Regional Cost Mechanisms: The EU ETS & Others

While IMO sets the global standard, regional initiatives are already shaping real costs. The EU Emissions Trading System (EU ETS) expanded to maritime transport in 2024, requiring vessels over 5,000 GT calling at EU ports to surrender emission allowances.

  • Coverage rises to 100% by 2026.
  • Estimated revenue: €1.6B (2024), €5.5B (2025), and €8B (2026).
  • Inclusion of CH₄ and N₂O from 2026 onwards.

These regional rules act as precursors to the global IMO pricing model — offering insight into how freight costs may evolve as carbon intensity is priced in.

Impact on Shipping Economics & Freight Costs

Combined global and regional rules mean that freight cost forecasting must evolve. Key cost drivers include:

  • Fuel mix change: Transition to LNG, methanol, hydrogen, ammonia — higher costs and new infrastructure needs.
  • Emission pricing: Surcharges for high-carbon fuels; early drafts suggest up to $380/tonne CO₂.
  • Fleet depreciation: Older tonnage faces early obsolescence or costly retrofits.
  • Routing & speed: Slow steaming reduces emissions but raises transit and inventory costs.
  • Pass-through to shippers: Expect “green surcharges” as carriers transfer compliance costs.

Logistics planners must recalibrate “total landed cost,” factoring in emission surcharges, fuel-type premiums, and time-based trade-offs.

Operational & Strategic Supply-Chain Implications

  1. Route & service design changes: Carriers will merge services, drop inefficient routes, and prioritise fuel-efficient vessels.
  2. Supplier and sourcing footprint: Regional supply chains gain advantage due to lower emission exposure.
  3. Contracting & procurement shifts: Contracts should include green-fuel clauses and emission-cost adjustments.
  4. Data & visibility requirement: Visibility platforms like ImportKey will be vital for tracking fuel types, routes, and emission intensity.
  5. Financial planning and investment: Green surcharges and compliance costs will shift capital from assets to operational budgets.

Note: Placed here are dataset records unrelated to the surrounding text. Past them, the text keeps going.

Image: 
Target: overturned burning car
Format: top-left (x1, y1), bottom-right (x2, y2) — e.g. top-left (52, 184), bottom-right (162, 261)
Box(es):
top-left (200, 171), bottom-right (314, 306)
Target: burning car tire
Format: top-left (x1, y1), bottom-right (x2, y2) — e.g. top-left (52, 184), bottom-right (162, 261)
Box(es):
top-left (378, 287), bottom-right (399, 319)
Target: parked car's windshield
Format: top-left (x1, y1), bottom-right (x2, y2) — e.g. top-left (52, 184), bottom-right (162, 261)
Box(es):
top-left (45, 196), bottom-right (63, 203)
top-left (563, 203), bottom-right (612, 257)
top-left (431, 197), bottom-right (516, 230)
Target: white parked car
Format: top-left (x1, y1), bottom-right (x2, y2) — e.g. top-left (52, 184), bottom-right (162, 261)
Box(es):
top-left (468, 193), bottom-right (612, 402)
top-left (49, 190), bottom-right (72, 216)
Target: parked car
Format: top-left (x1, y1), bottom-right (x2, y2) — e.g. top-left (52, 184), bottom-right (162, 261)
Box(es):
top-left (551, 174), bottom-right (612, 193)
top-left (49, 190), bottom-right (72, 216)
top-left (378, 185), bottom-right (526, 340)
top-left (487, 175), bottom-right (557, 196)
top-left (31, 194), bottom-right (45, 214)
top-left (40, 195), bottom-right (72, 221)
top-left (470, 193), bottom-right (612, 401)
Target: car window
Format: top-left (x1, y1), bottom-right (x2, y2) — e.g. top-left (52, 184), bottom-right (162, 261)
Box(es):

Risks, Challenges & Uncertainties

  • Alternative fuels remain niche, costly, and infrastructure-limited.
  • Some major flag states, like the U.S., resist IMO frameworks.
  • Uneven fleet adoption may distort competition and freight rates.
  • Implementation timelines may slip, but cost planning cannot wait.
  • Emission data verification remains technically complex.

What to Monitor into 2026

Indicator Why It Matters
IMO Framework ratification (Oct 2025) Sets the formal cost horizon for compliance.
Fuel-price delta (conventional vs. alternative) Determines freight rate baselines.
Carbon price in EU ETS shipping Leading indicator of global pass-through costs.
Fleet share compliant with intensity targets Measures readiness and exposure.
Green corridor & fuel-vessel launches Operational signals of transition progress.

Conclusion

The decarbonisation of shipping is no longer a future aspiration — it is a present freight cost driver. For 2026 and beyond, freight models must integrate emission pricing, alternative-fuel risk, and fleet eligibility.

Shippers that embed visibility, flexibility, and data-driven logistics into their cost planning will gain competitive advantage. Greener shipping means higher baseline cost — but smarter logistics means higher strategic value.